In response to Artekia
Ok, thanks I will look into that! :)

~Kujila
I export video clips as uncompressed AVI's and then I open it in imageready and set it to "every 3rd frame" and it makes it really smooth and fast :D

Here's a long one (500 kb) with "every 4th frame" enabled. here

~Kujila
In response to Kujila
mmmm..... Epyon....
In response to Jamesburrow
Your connection speed has nothing to do with how fast gifs are animated. If it did, you'd be viewing a streaming image, and I don't think they make streaming .gifs.

Your connection speed only determines how fast you can download the files from the webserver.
In response to Ter13
...and another.

Around 360 kb this time w/ a sexy Kujila overlay =P

~Kujila
In response to Ter13
Some browsers at least can animate the GIF frame-by-frame as it downloads. If you watch a really long looped GIF animation load up on a slowish connection, it will start out slow and jerky the first play-through; then when it loops around the second time, it suddenly speeds up. So yeah, GIFs can be sort of streamed. =) (I assume that the frames are stored sequentially in the image file, which is why that can happen.)
In response to Crispy
That's taking my statement too technically. As I said, your connection speed only affects how long they take to download. Since it is still downloading it bit by bit, your browser is only showing what it has downloaded --just like a web page. Therefore, my statement still stands.
In response to Ter13
There's no need to be so defensive. I was just pointing something out, and I never said you were completely wrong. You're just not entirely right. =)

Besides:

Ter13 wrote:
> Your connection speed has nothing to do with how fast gifs are animated.

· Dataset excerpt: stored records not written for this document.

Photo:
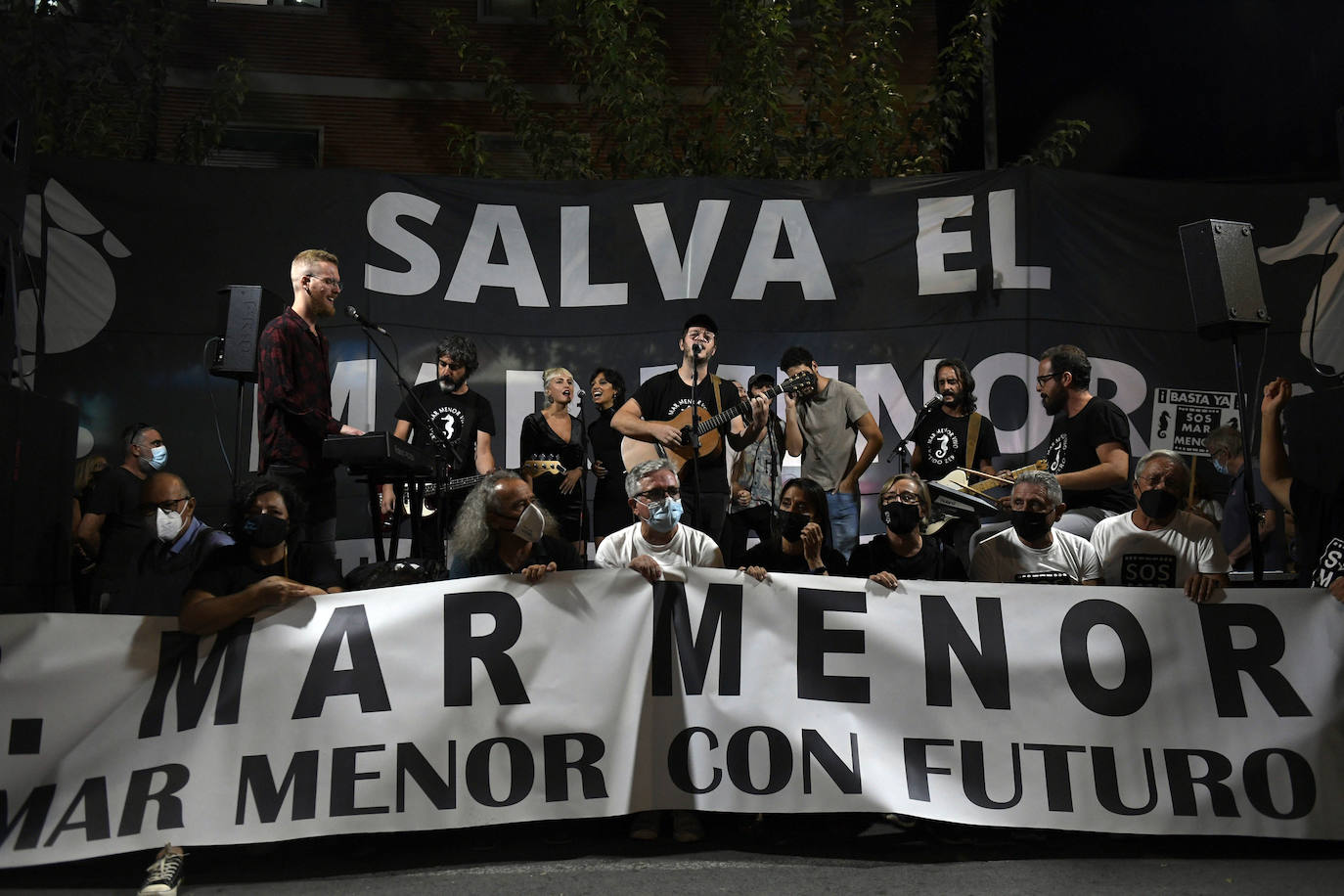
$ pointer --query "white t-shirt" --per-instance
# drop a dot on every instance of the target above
(687, 548)
(1163, 558)
(1005, 558)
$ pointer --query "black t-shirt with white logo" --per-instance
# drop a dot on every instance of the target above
(457, 417)
(944, 441)
(1320, 533)
(663, 396)
(1071, 446)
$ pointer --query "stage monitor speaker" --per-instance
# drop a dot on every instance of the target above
(1224, 277)
(36, 475)
(243, 326)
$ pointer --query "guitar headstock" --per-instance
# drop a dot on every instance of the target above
(800, 384)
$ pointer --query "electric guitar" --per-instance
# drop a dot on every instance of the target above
(706, 427)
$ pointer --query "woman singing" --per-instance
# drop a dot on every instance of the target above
(610, 511)
(552, 448)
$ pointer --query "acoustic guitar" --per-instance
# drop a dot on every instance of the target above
(706, 427)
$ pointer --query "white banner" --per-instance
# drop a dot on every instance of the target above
(485, 701)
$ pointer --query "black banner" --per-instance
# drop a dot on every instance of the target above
(877, 278)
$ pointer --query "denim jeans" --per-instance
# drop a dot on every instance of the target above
(844, 521)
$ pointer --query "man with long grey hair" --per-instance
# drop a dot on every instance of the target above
(1032, 548)
(502, 529)
(657, 542)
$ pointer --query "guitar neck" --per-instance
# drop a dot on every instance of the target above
(737, 410)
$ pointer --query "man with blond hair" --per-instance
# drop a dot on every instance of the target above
(293, 394)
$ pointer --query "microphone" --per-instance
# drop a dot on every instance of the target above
(351, 312)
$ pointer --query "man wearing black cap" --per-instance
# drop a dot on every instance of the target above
(661, 406)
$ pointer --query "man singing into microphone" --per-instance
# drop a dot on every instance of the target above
(293, 395)
(953, 434)
(664, 398)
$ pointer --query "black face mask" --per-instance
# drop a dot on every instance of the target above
(791, 524)
(1157, 504)
(1030, 525)
(901, 517)
(263, 529)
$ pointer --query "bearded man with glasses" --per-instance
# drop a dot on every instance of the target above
(1088, 448)
(293, 395)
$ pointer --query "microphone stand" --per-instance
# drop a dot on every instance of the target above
(585, 518)
(904, 465)
(442, 452)
(695, 435)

1. Your connection speed affects how fast the GIF is downloaded. [by definition]
2. How fast the GIF is downloaded does affect how fast the first play-through of the animation is played. [by observation]
3. Therefore, combining (1) and (2), the connection speed sometimes DOES have something to do with how fast GIFs are animated.
4. Point (3) contradicts your original statement.

QED. =P
In response to Crispy
Ah... I see now I should have said "almost nothing"... Ah well.
In response to Ter13
Kiss, make up, and watch TV!

~Kujila
It's mainly just the frame rate, I'm not a big gif animator, but if you were to lower the amount of frames and take out unnecessary ones when playing, then it will appear a lot faster, or should at least.
In response to Crispy
so, if I let it play through then gop back to it, I can listen/watch the music videos without it stopping all the itme for a few seconds? Thank you for that advice, I will store it forever in my memory. :)
In response to Jamesburrow
Yup. Works for most streaming content, not just GIFs. (Some players won't let you pause and still keep downloading, which is really annoying; but you can minimize the window and turn the sound off while it plays if that's a huge problem.)